Document fingerprinting is a classification method that’s used to detect data where the content matches a recognizable pattern.
Note
Document fingerprinting is not part of the MS-102 exam guide, though it’s important to be aware of the technology from a functional perspective. For more information on the document fingerprinting capabilities in Microsoft Purview, see https://learn.microsoft.com/ en us/purview/document-fingerprinting.
This custom sensitive information type is most useful for data stored in forms that your organization uses. Some examples are tax forms, patent forms, health insurance forms, or workplace injury reporting forms.
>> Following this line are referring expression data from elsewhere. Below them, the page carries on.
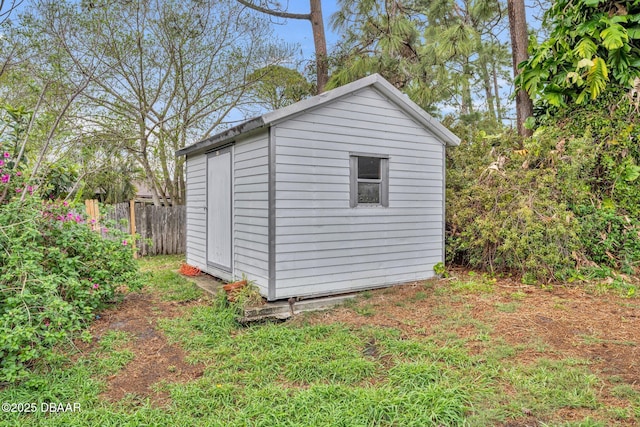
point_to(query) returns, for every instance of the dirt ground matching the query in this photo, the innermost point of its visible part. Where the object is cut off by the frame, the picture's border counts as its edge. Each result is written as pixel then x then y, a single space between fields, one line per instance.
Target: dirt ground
pixel 554 323
pixel 155 358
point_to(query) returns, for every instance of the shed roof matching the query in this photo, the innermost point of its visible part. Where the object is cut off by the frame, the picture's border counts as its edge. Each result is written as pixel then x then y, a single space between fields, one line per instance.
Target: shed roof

In this example, you’ll use a standard tax reporting form (Internal Revenue Service W2) as the basis for a document fingerprint:
- Navigate to the Microsoft Purview compliance portal (https://compliance.microsoft. com), expand Data classification, select Classifiers, and then select Sensitive info types.
- Click Create Fingerprint based SIT.
- On the Name page, enter values for Name and Description. Click Next.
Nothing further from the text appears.